Aperçu de la page d'accueil du site Geoactivismo.org


Le terme géoactivisme est défini ici comme une « forme d'activisme à l'aide ou à partir d'outils et de méthodologies en lien avec les géotechnologies et la géographie ». Il s'agit de « cartographier pour ne pas être cartographié. A la confluence de différentes géographies et cartographies critiques, de l'étude des spatialités et des géotechnologies, le but est de raconter/élaborer une autre histoire cartographique, généralement contre-hégémonique et toujours critique, bien que des outils, technologies ou méthodes "classiques" soient souvent utilisés. Les sciences géographiques et la cartographie sont des langages conçus à partir de et pour le pouvoir, donc les subvertir devient l'activité naturelle du géoactivisme ». 

Le site fait partie d'un réseau plus large Human Rights Everywhere (Hrev.org) dont l'objectif est de « rendre visibles les processus de résistance et de mémoire à travers des outils cartographiques et de communication, ainsi que des actions directes dans les territoires. »

Le site Geoactivismo.org contient beaucoup d'exemples d'application dans ce domaine. L'occasion de découvrir une série de billets intitulés "La carte est un artefact politique", notamment ce billet que les amoureux des cartes apprécieront : "Quand Mercator était communiste".
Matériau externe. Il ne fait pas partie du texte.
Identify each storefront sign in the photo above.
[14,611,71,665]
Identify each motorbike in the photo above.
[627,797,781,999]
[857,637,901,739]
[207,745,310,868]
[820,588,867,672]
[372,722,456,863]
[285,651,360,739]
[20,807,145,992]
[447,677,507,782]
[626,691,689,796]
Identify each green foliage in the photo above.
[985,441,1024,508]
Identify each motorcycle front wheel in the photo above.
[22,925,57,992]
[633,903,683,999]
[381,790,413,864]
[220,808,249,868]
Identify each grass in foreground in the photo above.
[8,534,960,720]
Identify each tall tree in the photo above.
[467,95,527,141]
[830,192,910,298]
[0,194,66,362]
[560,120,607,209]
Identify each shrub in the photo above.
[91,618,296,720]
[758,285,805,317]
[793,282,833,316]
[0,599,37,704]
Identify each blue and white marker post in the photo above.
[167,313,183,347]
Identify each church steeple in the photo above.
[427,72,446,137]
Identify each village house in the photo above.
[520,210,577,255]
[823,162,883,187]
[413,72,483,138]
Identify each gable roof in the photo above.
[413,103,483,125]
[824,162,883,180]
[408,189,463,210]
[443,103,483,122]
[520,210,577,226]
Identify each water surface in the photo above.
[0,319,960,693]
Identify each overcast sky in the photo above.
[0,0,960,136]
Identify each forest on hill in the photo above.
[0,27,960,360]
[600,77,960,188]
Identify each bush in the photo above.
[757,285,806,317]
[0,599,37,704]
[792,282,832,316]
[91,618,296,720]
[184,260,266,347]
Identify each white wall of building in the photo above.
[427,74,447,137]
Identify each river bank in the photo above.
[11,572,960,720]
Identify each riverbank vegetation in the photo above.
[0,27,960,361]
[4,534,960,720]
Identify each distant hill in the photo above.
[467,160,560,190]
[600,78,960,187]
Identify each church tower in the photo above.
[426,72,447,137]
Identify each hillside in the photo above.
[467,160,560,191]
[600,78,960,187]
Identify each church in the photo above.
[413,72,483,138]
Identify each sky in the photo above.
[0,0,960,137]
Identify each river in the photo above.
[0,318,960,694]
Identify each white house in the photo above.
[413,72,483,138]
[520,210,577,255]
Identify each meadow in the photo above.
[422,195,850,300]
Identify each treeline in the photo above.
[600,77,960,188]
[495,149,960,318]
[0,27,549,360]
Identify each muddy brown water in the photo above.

Le site fournit également des liens vers des jeux de données SIG ainsi que des tutoriels pour étudier les territoires miniers en Colombie (utile pour traiter du modèle extractiviste et des territoires indigènes en Amérique du Sud).



Sur les rapports entre cartes et guerre. "Il n'y a pas de guerre qui commence sans cartes, et pas de guerre qui se termine sans elles".


Il est possible de télécharger un manuel de cartographie collaborative élaboré dans le cadre d'ateliers collectifs. « La cartographie est un moyen, pas une fin. Elle doit faire partie d'un processus plus large, être davantage une "stratégie", un "moyen pour" la réflexion, la socialisation des savoirs et des pratiques, la promotion de la participation collective, le travail avec de nouvelles personnes, l'échange de connaissances, l'opposition aux espaces hégémoniques, l'encouragement à la création et à l'imaginaire, la visualisation des résistances, la mise en évidence des relations de pouvoir...».


Dans son ouvrage « La Pachamana en base de données. Géographie politique de l’information environnementale contemporaine », Pierre Gautreau aborde la question de l'information géographique et de ses usages à des fins politiques. Le chapitre 7 part notamment des travaux critiques de Pickles (1995), Harley (2002), Crampton & Krygier (2006). Pierre Gautreau remet en question l'idée que les cartographies « participatives », « autochtones », « radicales », « de résistance », « du quotidien », correspondant à une subversion de fait de la cartographie officielle, seraient intrinsèquement liées à sa contestation. Pour lui, cette proposition procède d’une confusion entre critique des dominations et critique de la cartographie. Ces cartographies « autres », observées de près et dans leurs matérialités, innovent peu par rapport aux modes conventionnels de construction des cartes.